In the midst of the questions raised about these little details in Dr. Ford’s testimony, the bottom line message was clear – Dr. Ford was not to be believed. She was mixed up, mistaken. By contrast, Judge Kavanaugh was to be believed because he “forcefully denied the allegations under penalty of perjury.” But there was no mention of the fact that Dr. Ford also testified until penalty of perjury and said she was “100 percent” certain it was Brett Kavanaugh who sexually assaulted her in the summer of 1982.
And in contrast to the claim that there was a “lack of corroborating evidence,” there was significant corroborating evidence, as my colleagues have already entered into the record. To highlight just a few, Dr. Ford’s account was corroborated by Dr. Ford’s therapist, results of a polygraph examination, and other witnesses who were told about Dr. Ford’s account of her sexual assault even before Judge Kavanaugh was nominated to the Supreme Court.

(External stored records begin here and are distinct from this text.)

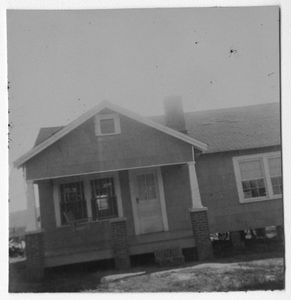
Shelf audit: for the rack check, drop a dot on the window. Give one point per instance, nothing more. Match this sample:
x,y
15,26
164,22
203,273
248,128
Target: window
x,y
146,186
258,177
252,175
275,173
92,197
107,124
104,204
72,199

In contrast to my colleague’s description of this process as a dysfunctional “frenzy” of special interest groups spreading “outright falsehoods,” I believe what we have heard over the past few weeks is democracy in action. Across America, women and men have been sharing their painful experiences of sexual assault and why it matters that someone who commits sexual assault should not be rewarded with a seat on the highest court in the land. They are saying character, credibility, candor, and temperament matter. Those are the American values we will be rejecting today, if Brett Kavanaugh is confirmed to the Supreme Court. I yield the floor.